PNOC-EDC sends team to Australia to settle dispute

The PNOC-Energy Development Corp. (EDC), the geothermal unit of the state-owned Philippine National Oil Co. (PNOC), is sending an arbitration team to Australia by the end of this month to settle a dispute with California Energy (CalEnergy).

"The EDC is contesting CalEnergy’s claim that it is delivering 216 megawatt (MW) to EDC’s Leyte-based geothermal power plant," EDC chairman and chief executive officer Sergio Apostol said yesterday.

Apostol said that based on EDC data, the Tongonan integrated geothermal plants are only receiving 209 MW from CalEnergy.

"The discrepancy of 7 MW will cost EDC $3 million annually in the next six years," Apostol said.

According to Apostol, the EDC team will be composed of officials from the company’s legal, finance and planning group.

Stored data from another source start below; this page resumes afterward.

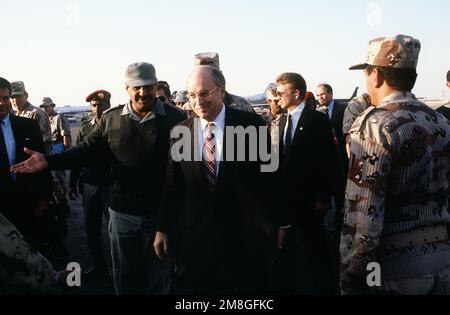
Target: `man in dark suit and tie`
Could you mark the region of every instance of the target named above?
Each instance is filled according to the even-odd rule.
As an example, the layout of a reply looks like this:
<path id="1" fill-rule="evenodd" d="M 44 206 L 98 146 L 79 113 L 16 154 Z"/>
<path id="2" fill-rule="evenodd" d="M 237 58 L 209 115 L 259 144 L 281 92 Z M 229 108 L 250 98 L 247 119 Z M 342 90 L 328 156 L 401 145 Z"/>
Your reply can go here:
<path id="1" fill-rule="evenodd" d="M 339 170 L 337 152 L 329 120 L 305 107 L 306 82 L 297 73 L 277 78 L 280 106 L 288 114 L 280 122 L 280 188 L 283 200 L 278 247 L 291 250 L 295 269 L 295 293 L 332 293 L 331 261 L 327 249 L 323 218 L 333 195 Z M 289 242 L 289 238 L 291 241 Z M 294 243 L 293 249 L 288 244 Z M 300 260 L 306 260 L 301 270 Z M 302 281 L 302 273 L 312 276 L 312 286 Z M 300 286 L 299 286 L 300 285 Z M 306 288 L 305 288 L 306 287 Z"/>
<path id="2" fill-rule="evenodd" d="M 11 174 L 9 168 L 28 157 L 24 147 L 45 152 L 36 121 L 11 114 L 11 84 L 0 78 L 0 200 L 3 215 L 34 247 L 41 247 L 43 235 L 38 220 L 48 210 L 51 178 L 48 172 Z M 38 249 L 42 249 L 38 248 Z"/>
<path id="3" fill-rule="evenodd" d="M 342 159 L 345 174 L 347 174 L 348 157 L 345 149 L 345 138 L 342 131 L 344 112 L 347 108 L 347 104 L 336 102 L 333 99 L 333 88 L 331 85 L 326 83 L 320 84 L 317 87 L 317 100 L 320 105 L 317 110 L 327 115 L 336 138 L 339 141 L 339 154 Z"/>
<path id="4" fill-rule="evenodd" d="M 175 251 L 175 293 L 264 293 L 267 252 L 275 237 L 264 192 L 267 174 L 261 172 L 260 160 L 250 156 L 260 137 L 270 142 L 267 128 L 251 135 L 264 121 L 224 105 L 225 78 L 217 68 L 198 66 L 189 77 L 188 92 L 198 118 L 172 131 L 184 129 L 185 135 L 171 141 L 156 253 L 164 259 Z M 230 133 L 235 127 L 250 132 Z M 174 156 L 180 139 L 190 150 L 183 159 Z M 245 147 L 238 147 L 239 140 L 246 141 Z"/>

"Aside from the arbitration process, the group will also discuss with CalEnergy some minor issues such as maintenance cost and outage situation," Apostol said.

EDC entered into a 10-year built-operate-transfer (BOT) contract with CalEnergy for the Tongonan integrated power projects, which have an aggregate capacity of 707.75 MW.

CalEnergy built phases II and III of the Tongonan geothermal facility, with 209.39 MW and 385.89 MW installed capacities, respectively.

The Tongonan II power plants which were commissioned in 1996, export electricity from Leyte to Cebu via a submarine cable while the Tongonan III, which started commercial operation in 1997, transports power from Leyte to Luzon.

CalEnergy serves as an operator of the Tongonan power plants which converts the steam from the geothermal fields of EDC into electricity.

The EDC then sells the electricity produced by the Tongonan power plants to the National Power Corp. (Napocor).